NetScientific's shareholding in Vortex is 95% and as of 31
December 2016, the Group has invested GBP13.1 million. Grant
funding received to develop the underlying technology, prior to
Vortex's formation, was GBP1.6 million.
Commenting on the news, François R. Martelet, Chief Executive
Officer of NetScientific and Chairman of Vortex Biosciences, said:
"We are proud to see Vortex progress its VTX-1 system to
demonstrate its simplicity and performance representing the next
step in CTC isolation, whilst enabling cancer researchers to
directly access the cancer biology of the patient. We believe that
CTC technology will increasingly feature in ground-breaking work to
enhance our understanding of cancer.
"As Vortex moves into a commercial phase, we are confident that
these supportive studies, out of some of the world's most
prestigious research institutions, will support a broader take-up
of this technology."
The full texts of the announcements are below:
Vortex Biosciences Announces Publication in Nature
Communications Describing the First Single Cell Western Blot for
Circulating Tumor Cells
CTC Single Cell Western Blots Offer a New Approach to
Characterize the Heterogeneity of a Patient's Cancer
MENLO PARK, CA, March 23rd - Vortex Biosciences, provider of
circulating tumor cell (CTC) capture systems, today announced the
publication of "Profiling protein expression in circulating tumor
cells using microfluidic western blotting" in Nature Communications
on March 23rd. The peer reviewed publication describes the use of
Vortex technology to capture CTCs and a microfluidic single-CTC
resolution Western blot from Dr. Amy Herr's team at the University
of California, Berkeley to measure an 8-plex panel of cell surface
and intracellular signaling proteins. Research conducted for this
publication by Dr. Herr's lab, in collaboration with Dr. Stefanie
Jeffrey's lab at Stanford University, was funded by the National
Institute of Health (NIH). Targeted proteomics with single-CTC
resolution offers a unique analytical approach to understanding CTC
biology.
CTC protein analyses primarily focus on surface and secreted
proteins. While both proteomic factors are important, the
capability to multiplex and assay a wide-range of protein targets
(including intracellular signaling pathways) has been limited.
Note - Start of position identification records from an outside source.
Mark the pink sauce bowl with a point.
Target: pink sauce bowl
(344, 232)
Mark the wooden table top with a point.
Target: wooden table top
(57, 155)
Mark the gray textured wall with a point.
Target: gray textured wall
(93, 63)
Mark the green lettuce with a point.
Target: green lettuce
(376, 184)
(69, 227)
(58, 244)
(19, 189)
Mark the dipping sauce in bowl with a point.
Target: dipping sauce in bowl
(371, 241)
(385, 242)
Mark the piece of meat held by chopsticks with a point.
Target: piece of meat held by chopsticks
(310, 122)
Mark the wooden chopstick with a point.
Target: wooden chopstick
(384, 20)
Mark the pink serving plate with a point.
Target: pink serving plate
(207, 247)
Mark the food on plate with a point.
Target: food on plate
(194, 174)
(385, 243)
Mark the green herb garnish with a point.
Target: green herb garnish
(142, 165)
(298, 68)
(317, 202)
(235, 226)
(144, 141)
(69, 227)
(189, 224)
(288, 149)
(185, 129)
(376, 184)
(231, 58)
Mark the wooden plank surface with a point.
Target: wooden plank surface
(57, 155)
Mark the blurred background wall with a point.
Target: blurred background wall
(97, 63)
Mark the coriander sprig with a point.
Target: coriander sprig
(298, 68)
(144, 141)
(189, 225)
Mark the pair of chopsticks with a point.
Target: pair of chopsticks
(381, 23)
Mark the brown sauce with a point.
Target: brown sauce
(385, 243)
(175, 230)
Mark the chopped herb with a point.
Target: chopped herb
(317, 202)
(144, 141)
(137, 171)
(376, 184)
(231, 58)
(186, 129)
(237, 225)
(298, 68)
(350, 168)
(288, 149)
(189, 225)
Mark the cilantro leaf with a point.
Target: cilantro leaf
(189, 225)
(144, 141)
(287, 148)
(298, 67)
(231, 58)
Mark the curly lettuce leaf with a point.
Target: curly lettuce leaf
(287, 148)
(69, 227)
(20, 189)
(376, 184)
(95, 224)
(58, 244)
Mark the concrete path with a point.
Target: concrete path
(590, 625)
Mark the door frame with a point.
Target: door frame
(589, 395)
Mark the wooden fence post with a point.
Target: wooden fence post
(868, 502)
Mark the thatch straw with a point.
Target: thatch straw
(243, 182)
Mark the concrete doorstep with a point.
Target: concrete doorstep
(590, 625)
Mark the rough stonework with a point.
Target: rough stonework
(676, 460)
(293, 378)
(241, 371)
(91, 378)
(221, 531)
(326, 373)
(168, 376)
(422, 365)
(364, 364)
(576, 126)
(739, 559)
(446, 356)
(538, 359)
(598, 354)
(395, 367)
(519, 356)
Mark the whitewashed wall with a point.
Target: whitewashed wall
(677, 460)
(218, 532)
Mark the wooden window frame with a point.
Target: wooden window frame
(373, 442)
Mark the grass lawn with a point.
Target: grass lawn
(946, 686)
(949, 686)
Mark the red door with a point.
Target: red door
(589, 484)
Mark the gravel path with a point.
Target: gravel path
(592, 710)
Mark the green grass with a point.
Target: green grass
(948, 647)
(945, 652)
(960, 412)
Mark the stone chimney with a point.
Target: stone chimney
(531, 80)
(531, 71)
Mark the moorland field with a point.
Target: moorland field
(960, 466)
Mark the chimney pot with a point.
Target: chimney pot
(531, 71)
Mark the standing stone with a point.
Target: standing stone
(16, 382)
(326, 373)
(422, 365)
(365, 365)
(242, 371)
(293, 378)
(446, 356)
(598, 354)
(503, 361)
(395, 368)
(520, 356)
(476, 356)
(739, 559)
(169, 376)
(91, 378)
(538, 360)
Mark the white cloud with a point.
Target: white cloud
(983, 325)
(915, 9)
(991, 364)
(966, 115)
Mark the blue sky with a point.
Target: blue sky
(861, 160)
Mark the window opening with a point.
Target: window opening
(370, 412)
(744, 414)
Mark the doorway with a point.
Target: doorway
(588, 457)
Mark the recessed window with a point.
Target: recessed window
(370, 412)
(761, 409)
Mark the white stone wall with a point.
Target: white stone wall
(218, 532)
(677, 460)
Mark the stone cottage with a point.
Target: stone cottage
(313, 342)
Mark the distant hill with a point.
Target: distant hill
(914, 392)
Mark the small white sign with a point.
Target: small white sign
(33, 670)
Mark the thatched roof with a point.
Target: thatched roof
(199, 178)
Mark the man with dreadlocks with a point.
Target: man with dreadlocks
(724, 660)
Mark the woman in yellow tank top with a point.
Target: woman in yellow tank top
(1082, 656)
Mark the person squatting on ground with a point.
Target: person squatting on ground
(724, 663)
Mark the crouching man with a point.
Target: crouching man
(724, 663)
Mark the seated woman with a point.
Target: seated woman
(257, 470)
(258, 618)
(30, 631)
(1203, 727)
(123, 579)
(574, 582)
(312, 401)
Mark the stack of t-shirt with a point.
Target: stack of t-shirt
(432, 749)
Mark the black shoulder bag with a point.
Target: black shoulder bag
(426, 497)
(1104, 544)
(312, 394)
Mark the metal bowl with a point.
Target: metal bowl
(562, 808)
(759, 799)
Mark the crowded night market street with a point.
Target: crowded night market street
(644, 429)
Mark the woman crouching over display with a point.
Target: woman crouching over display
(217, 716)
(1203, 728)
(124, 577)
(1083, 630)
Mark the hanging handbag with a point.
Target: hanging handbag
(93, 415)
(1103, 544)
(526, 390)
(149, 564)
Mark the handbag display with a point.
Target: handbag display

In
this paper, CTCs were first enriched using the Vortex system prior
to introduction into a microfluidic single-CTC Western blot. The
microfluidic design minimizes protein dilution and losses during
targeted proteomics of single-CTCs for surface markers (EpCAM,
CD45), oncoproteins (ER), oncogene signaling (ERK, eIF4E),
cytokeratin (panCK), and housekeeping proteins (GAPDH,
<BETA>-Tubulin).
"We continue to work with great partners like Dr. Amy Herr at
the University of California, Berkeley and Dr. Stefanie Jeffrey at
Stanford University to try to find new ways to interrogate cancer
biology," said Gene Walther, Chief Executive Officer of Vortex
Biosciences. "Combining the high CTC recovery of the next
generation Vortex technology with a single cell proteomics
analytical platform provides a cutting edge approach for expanding
our understanding of cancer biology."
The Vortex system utilizes a proprietary microfluidic chip to
stably trap and capture CTCs in micro-scale vortices based on their
larger size and greater deformability than the white and red blood
cells. This unique approach to CTC isolation does not damage the
proteins and results in CTCs that are high in purity making the
Western blot assay workflow simple. Furthermore, CTCs are captured
and collected unbiased by their molecular characteristics. Using
this new approach, ER+ breast cancer patient-derived CTC analysis
by Western blot reveals lower EpCAM and ER protein expression level
variation than observed in an ER+ cell line. In the patient samples
interrogated in this paper, both EpCAM-positive and EpCAM-negative
CTCs were identified in a single patient sample. This new CTC
single cell Western blot method established a capacity for
retrospective, multiplexed CTC protein analyses.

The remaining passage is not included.